Optimal Surface Amino-Functionalization Following Thermo-Alkaline Treatment of Nanostructured Silica Adsorbents for Enhanced CO2 Adsorption

Special preparation of Santa Barbara Amorphous (SBA)-15, mesoporous silica with highly hexagonal ordered, these materials have been carried out for creating adsorbents exhibiting an enhanced and partially selective adsorption toward CO2. This creation starts from an adequate conditioning of the silica surface, via a thermo-alkaline treatment to increase the population of silanol species on it. CO2 adsorption is only reasonably achieved when the SiO2 surface becomes aminated after put in contact with a solution of an amino alkoxide compound in the right solvent. Unfunctionalized and amine-functionalized substrates were characterized through X-ray diffraction, N2 sorption, Raman spectroscopy, electron microscopy, 29Si solid-state Nuclear Magnetic Resonance (NMR), and NH3 thermal programmed desorption. These analyses proved that the thermo-alkaline procedure desilicates the substrate and eliminates the micropores (without affecting the SBA-15 capillaries), present in the original solid. NMR analysis confirms that the hydroxylated solid anchors more amino functionalizing molecules than the unhydroxylated material.
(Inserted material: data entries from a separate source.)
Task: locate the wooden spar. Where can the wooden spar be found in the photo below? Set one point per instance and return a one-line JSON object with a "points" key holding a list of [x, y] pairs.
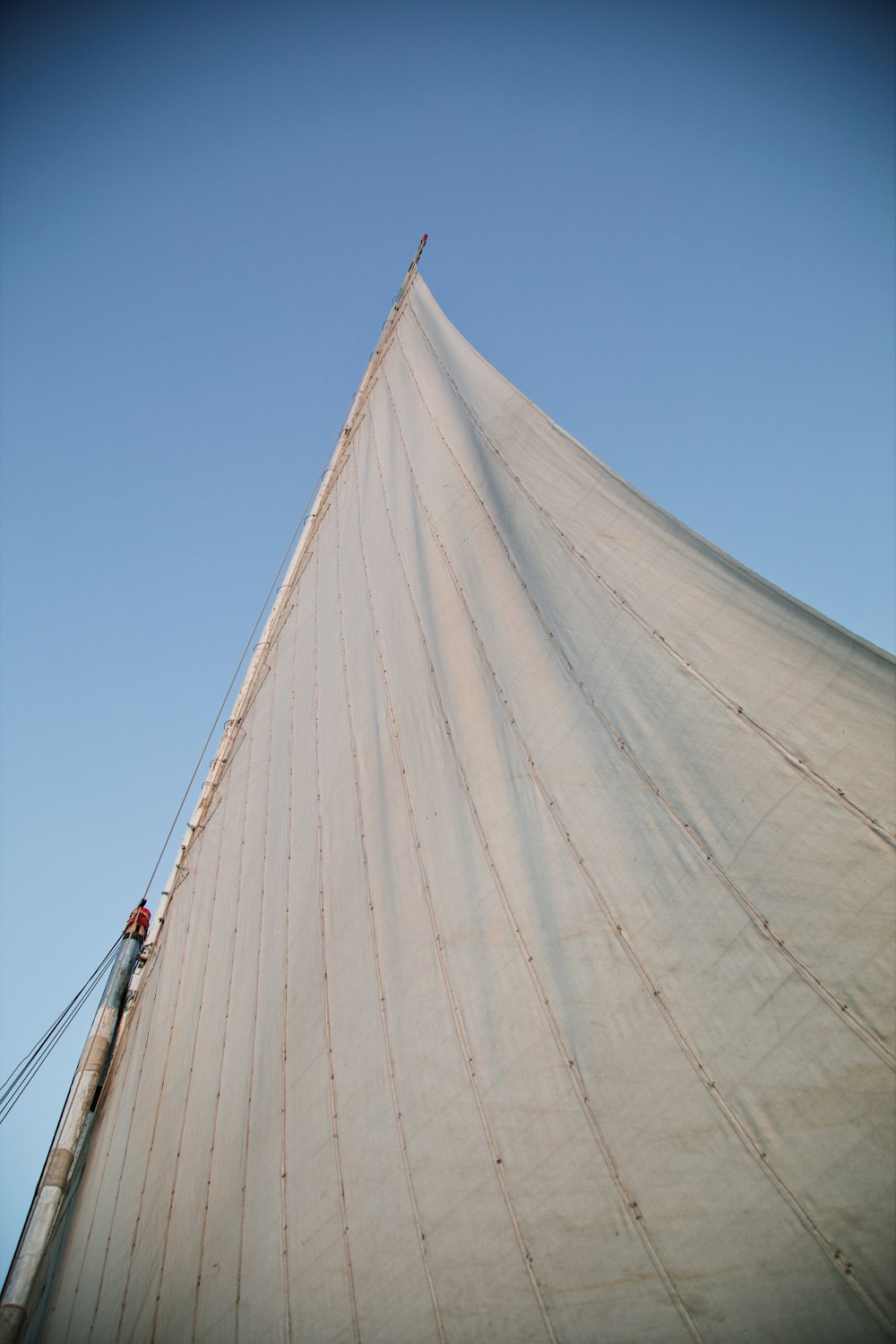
{"points": [[67, 1142], [231, 728]]}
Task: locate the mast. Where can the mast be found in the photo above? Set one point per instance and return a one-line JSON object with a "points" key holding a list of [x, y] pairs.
{"points": [[67, 1142]]}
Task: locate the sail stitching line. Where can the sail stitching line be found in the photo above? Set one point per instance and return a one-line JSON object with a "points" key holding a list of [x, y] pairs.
{"points": [[841, 1010], [338, 1159], [99, 1183], [284, 1202], [737, 710], [629, 1203], [193, 1058], [93, 1219], [78, 1175], [254, 1032], [381, 991], [152, 1136], [124, 1160], [831, 1250], [463, 1042], [223, 1055]]}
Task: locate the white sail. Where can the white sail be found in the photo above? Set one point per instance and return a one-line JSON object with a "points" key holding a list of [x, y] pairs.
{"points": [[530, 972]]}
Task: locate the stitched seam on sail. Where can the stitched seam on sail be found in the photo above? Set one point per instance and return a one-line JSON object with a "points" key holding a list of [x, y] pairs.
{"points": [[223, 1055], [338, 1159], [737, 711], [193, 1058], [387, 1042], [564, 1053], [833, 1253], [841, 1011], [487, 1128]]}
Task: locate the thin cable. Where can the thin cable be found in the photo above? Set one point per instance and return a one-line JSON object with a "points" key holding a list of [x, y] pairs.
{"points": [[242, 659], [287, 554], [27, 1067]]}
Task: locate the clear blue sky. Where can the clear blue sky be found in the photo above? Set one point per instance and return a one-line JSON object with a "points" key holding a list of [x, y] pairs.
{"points": [[669, 223]]}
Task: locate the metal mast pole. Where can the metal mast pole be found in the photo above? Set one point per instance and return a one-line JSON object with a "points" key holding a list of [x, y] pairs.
{"points": [[67, 1142]]}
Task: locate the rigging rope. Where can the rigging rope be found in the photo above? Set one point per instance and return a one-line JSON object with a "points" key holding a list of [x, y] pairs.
{"points": [[27, 1067]]}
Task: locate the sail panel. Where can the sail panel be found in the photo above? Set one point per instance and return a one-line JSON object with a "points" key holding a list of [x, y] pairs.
{"points": [[530, 975]]}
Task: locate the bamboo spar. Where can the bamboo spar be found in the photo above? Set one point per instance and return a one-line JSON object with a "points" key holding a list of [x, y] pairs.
{"points": [[67, 1142]]}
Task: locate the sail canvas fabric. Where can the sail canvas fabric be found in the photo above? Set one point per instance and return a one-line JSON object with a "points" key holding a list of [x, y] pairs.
{"points": [[530, 972]]}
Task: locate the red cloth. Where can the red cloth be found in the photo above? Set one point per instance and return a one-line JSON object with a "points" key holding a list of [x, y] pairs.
{"points": [[137, 922]]}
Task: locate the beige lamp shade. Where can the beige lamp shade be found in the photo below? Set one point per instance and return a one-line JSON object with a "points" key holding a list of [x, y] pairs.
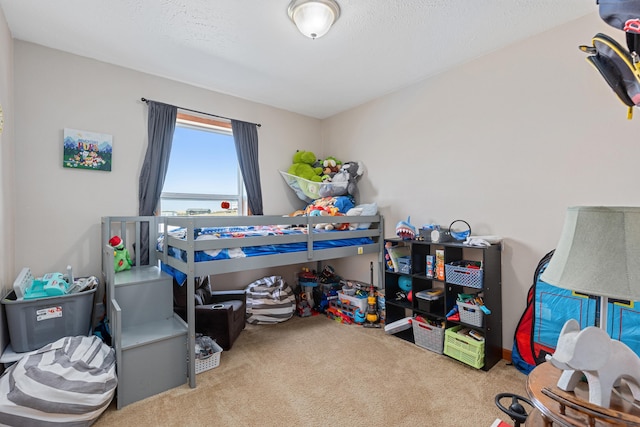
{"points": [[598, 252]]}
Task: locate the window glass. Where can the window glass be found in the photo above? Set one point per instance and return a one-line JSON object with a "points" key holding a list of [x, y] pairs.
{"points": [[203, 177]]}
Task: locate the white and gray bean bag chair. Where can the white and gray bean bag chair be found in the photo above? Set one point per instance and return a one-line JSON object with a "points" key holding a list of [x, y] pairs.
{"points": [[269, 300], [69, 382]]}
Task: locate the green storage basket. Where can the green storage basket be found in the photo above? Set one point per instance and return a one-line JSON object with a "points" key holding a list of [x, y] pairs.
{"points": [[463, 348]]}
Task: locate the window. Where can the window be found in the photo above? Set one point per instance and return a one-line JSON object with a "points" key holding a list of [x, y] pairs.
{"points": [[203, 177]]}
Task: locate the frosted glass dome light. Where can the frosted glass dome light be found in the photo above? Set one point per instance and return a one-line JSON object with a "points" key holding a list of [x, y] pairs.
{"points": [[314, 18]]}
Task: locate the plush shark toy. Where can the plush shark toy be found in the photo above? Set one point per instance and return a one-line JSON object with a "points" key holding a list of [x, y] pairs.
{"points": [[405, 230], [121, 259]]}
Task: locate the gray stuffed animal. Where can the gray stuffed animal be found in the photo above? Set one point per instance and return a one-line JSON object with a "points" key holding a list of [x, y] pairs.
{"points": [[350, 172]]}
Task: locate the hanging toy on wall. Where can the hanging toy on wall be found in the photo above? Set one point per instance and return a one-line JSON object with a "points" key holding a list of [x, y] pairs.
{"points": [[405, 230]]}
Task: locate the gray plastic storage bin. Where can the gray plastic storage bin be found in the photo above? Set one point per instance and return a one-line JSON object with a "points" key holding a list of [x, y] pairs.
{"points": [[37, 322]]}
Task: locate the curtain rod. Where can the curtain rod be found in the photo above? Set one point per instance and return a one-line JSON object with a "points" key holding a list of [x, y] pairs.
{"points": [[200, 112]]}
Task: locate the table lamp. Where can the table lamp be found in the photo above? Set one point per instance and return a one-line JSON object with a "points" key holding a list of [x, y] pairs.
{"points": [[598, 254]]}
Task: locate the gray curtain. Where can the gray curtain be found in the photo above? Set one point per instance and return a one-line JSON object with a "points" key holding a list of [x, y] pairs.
{"points": [[161, 124], [245, 136]]}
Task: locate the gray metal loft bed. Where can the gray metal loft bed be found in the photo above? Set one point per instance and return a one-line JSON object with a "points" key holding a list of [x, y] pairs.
{"points": [[254, 242]]}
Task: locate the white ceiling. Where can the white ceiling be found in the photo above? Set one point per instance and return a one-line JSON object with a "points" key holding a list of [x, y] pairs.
{"points": [[250, 48]]}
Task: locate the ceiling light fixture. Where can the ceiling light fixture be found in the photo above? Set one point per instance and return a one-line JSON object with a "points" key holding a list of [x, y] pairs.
{"points": [[314, 17]]}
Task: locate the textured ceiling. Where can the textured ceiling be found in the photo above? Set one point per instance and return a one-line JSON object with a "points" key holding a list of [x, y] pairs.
{"points": [[250, 48]]}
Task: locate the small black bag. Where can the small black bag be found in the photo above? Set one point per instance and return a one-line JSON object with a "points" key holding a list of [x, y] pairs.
{"points": [[617, 65]]}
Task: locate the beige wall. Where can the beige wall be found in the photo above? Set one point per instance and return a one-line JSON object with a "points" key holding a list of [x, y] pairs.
{"points": [[506, 142], [7, 181], [58, 210]]}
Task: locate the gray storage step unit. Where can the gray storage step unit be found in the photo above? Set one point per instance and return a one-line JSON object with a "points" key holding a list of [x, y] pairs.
{"points": [[149, 338]]}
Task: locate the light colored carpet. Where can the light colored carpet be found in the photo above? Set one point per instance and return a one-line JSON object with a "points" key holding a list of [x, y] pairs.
{"points": [[317, 372]]}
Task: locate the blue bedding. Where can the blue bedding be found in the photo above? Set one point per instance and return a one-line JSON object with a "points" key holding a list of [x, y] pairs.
{"points": [[249, 251]]}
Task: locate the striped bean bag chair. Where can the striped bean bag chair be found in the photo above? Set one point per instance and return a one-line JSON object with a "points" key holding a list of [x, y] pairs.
{"points": [[269, 300], [69, 382]]}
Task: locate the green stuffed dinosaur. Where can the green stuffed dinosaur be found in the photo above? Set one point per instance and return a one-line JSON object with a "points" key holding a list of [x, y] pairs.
{"points": [[121, 259]]}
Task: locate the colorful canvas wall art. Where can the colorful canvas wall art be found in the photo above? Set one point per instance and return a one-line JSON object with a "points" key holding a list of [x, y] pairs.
{"points": [[87, 150]]}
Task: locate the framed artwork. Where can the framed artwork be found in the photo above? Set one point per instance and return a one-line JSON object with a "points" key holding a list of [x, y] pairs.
{"points": [[87, 150]]}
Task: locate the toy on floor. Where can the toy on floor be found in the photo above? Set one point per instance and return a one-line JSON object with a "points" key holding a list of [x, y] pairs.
{"points": [[372, 320], [121, 258], [303, 306]]}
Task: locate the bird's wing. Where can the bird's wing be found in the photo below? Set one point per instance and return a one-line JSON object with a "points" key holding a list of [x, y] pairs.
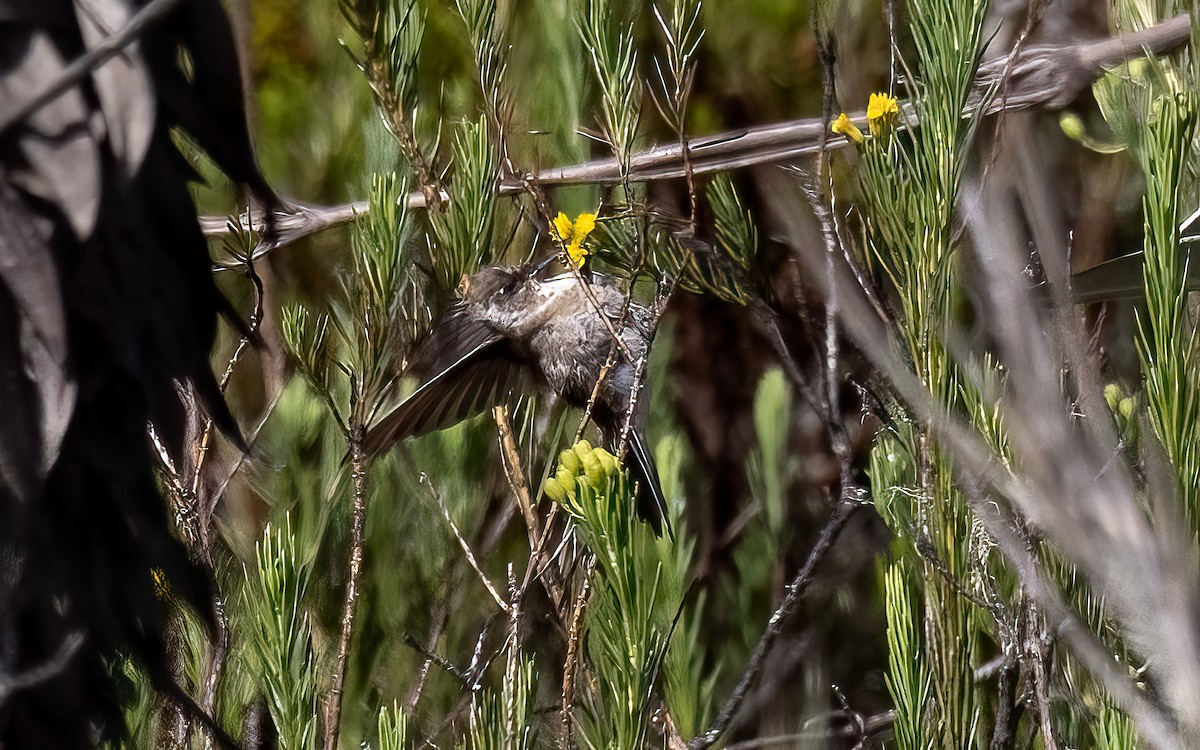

The SBA-15 sample subjected to hydroxylation and amino-functionalization displays a high enthalpy of interaction, a reason why this solid is suitable for a strong deposition of CO2 but with the possibility of observing a low-pressure hysteresis phenomenon. Contrastingly, CH4 adsorption on amino-functionalized, hydroxylated SBA-15 substrates becomes almost five times lower than the CO2 one, thus giving proof of their selectivity toward CO2. Although the amount of retained CO2 is not yet similar to or higher than those determined in other investigations, the methodology herein described is still susceptible to optimization.